Petitioners seek to have deputy fired

A petition has been started, on a closed Facebook page, to fire Albany County Sheriff’s Deputy Philip Milano.

A closed group is one that each member must ask to join and must be added by an administrator; postings and comments made on the page are visible only to members. This group, called “A Petition to Have Deputy Milano Fired,” has 382 members (381 excluding The Enterprise). At least two of those members are, according to their profiles on their own Facebook pages, local emergency medical technicians.

Chief Deputy Michael S. Monteleone of the Albany County Sheriff’s Department said he was aware of the group, adding that a petition is not a recognized way to try to effect personnel changes. Lodging a formal complaint with the department would be more effective, he said.

Melanie Trimble, director of the Capital district chapter of the New York civil Liberties Union,  suggested the same process. Referring to complaints about Milano, she said, “I would recommend that the people involved in the traffic stop voice their concerns in writing to the police, to the sheriff’s department, and make sure that they investigate this incident. Because they should certainly know that some of their officers may not be as well trained as they hoped.”

Besides the traffic stop described in the front-page story, Deputy Milano has been the subject of several other arrests in the recent past, in which there have been doubts raised about probable cause.

Karen Boas of Berne was pulled over at 1:45 am on June 27, 2014 by Milano and Sergeant Philip White. The police followed behind her and alleged that she went over the center line twice and had an excessively loud muffler. Boas told the officers she had taken her daily prescribed dosage of Clonazepam that morning.

White writes in the arrest report that she failed field sobriety tests and was arrested for failure to keep right, operation of a motor vehicle impaired by drugs, and an equipment violation for her exhaust system, among other charges. The Enterprise viewed the dashcam video of this arrest and noted that, during the field sobriety test’s one-leg stand test, Boas stood for 19 seconds with one leg outstretched in front of her, without wavering in the least; this was one of the tests that Milano said in the arrest report that she had failed.

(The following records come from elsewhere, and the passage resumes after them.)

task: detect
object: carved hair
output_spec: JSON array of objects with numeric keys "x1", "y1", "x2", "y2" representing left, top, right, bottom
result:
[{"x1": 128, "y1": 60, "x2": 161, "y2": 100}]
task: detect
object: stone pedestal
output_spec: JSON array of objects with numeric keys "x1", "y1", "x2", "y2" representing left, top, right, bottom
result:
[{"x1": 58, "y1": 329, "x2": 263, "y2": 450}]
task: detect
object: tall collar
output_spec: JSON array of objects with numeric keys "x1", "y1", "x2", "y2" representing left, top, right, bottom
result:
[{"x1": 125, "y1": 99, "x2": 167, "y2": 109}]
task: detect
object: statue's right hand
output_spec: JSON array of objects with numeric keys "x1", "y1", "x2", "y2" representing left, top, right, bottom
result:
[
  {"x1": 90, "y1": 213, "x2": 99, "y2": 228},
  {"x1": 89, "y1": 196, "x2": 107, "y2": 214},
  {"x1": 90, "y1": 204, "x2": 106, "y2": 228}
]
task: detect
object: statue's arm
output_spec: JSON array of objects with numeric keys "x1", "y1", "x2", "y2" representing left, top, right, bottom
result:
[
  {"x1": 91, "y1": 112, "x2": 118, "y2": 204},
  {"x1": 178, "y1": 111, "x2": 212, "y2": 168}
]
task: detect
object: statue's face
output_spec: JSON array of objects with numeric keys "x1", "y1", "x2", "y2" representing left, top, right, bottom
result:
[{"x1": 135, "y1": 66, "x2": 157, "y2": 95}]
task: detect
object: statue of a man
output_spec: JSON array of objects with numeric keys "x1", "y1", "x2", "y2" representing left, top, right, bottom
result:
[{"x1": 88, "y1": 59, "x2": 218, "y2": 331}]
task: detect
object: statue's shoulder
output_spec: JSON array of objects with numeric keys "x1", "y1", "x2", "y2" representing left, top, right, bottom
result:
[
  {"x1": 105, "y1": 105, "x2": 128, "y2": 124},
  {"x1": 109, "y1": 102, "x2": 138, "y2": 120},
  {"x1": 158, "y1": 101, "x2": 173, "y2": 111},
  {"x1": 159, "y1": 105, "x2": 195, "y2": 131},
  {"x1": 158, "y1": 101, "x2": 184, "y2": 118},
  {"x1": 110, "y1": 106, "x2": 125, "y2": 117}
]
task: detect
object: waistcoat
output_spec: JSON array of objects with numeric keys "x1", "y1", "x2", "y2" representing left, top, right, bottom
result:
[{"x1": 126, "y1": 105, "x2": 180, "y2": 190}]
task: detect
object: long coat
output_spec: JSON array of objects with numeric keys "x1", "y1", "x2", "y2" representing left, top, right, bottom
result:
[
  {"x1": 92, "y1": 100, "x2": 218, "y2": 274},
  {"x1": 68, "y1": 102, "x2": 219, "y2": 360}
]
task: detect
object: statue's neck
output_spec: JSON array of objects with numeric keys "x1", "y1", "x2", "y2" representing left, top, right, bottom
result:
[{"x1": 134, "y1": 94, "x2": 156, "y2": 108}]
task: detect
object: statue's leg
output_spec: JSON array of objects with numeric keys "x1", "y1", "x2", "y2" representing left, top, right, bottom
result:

At the station, she blew a breathalyzer test of 0.00 percent.

In a jury trial earlier this year in Westerlo, Boas was found guilty of drugged driving. She was found not guilty of the other charges, including the charges on which she was originally arrested. She has told The Enterprise that she wants to appeal.       

On July 13, 2014, Marcia Pangburn of East Berne was questioned by two sheriff’s deputies, Milano and Javier-Luis Martinez, as she sat in the graveyard a few hundred yards from her home on Thompsons Lake Road, mourning her father, brother, and infant son, who are all buried there.

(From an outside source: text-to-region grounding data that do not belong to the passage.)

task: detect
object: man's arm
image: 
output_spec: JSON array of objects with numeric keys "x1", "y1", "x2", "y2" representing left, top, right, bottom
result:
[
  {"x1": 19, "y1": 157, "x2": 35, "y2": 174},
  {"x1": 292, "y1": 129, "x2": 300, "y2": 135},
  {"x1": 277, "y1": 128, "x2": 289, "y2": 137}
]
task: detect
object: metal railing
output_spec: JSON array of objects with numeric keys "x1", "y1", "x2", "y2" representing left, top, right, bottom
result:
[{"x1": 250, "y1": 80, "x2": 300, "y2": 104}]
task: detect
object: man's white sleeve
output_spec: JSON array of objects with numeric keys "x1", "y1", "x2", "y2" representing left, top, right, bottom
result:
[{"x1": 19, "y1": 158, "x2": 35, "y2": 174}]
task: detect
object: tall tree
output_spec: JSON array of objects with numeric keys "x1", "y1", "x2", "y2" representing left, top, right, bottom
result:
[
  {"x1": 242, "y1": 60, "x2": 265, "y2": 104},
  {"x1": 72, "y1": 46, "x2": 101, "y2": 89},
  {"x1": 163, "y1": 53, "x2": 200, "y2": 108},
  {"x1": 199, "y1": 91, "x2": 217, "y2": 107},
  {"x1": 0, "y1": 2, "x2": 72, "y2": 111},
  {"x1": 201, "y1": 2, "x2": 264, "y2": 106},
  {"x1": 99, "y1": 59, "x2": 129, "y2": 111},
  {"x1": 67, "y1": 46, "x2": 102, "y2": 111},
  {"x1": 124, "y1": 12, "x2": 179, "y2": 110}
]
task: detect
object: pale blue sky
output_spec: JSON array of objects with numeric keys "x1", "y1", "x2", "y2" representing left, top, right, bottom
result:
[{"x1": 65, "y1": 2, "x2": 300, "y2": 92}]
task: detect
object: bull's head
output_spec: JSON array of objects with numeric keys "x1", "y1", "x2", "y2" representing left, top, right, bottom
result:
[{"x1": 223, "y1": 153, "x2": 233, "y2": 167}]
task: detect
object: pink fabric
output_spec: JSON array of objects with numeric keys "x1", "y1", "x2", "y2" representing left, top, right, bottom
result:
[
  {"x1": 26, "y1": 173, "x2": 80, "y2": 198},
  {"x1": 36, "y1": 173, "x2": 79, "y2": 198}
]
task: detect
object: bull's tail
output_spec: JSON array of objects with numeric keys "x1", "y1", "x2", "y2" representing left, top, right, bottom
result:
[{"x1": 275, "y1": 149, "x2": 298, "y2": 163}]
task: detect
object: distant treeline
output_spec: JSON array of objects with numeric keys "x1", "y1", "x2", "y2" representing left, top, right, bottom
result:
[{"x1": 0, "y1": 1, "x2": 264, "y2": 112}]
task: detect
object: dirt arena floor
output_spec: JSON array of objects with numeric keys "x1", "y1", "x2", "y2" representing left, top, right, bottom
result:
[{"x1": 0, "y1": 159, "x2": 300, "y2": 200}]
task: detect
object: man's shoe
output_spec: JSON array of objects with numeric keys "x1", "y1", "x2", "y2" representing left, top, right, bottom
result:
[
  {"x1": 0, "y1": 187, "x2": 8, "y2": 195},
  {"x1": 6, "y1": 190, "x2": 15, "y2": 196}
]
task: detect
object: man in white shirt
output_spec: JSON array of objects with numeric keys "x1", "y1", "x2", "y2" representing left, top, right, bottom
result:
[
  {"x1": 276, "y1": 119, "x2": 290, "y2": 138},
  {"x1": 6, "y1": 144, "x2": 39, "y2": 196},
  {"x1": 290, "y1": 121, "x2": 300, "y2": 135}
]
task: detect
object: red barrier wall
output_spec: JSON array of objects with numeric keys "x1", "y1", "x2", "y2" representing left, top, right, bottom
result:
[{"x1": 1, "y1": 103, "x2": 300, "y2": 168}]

She had driven there, she said, and she was sitting outside near her car, with the headlights trained on the graves. At the time, Sheriff Craig Apple said that the probable cause for stopping Pangburn had been that she didn’t drive to the graves on a roadway but cut through the cemetery.

Pangburn blew 0.01 percent on a breathalyzer test. She was eventually arrested for resisting arrest, and her car was towed from the scene. Pangburn told The Enterprise at the time, speaking of Milano and Martinez, “They were abusive. They treated me like a criminal.”

Pangburn has consistently refused to plead guilty to any charges and was scheduled for a jury trial last week that was postponed, as the Albany County District Attorney’s Office said it would dismiss the charges and she disagreed, Pangburn said.

Brian R. Hoover was pulled over by Milano on July 5, 2014, when the deputy said he saw him cross over the center line several times. Talking with Hoover, Milano saw a medication bottle in plain sight in the car, he wrote in the arrest report.

Hoover said he had taken 2-1/2 Xanax pills the night before and another half a pill that morning. Milano writes in the report that Hoover failed a series of field sobriety tests.

He was brought in to the public safety building for processing. A breathalyzer test showed that his blood alcohol content was 0.00 percent. Albany County paramedics attempted to draw his blood to test it for drugs, but were able to collect only a minimal amount.

Hoover was charged with failure to keep right and driving while ability impaired by drugs, which in his case is a felony because he has a prior conviction within the last 10 years. The case has been in Berne Town Court for a year.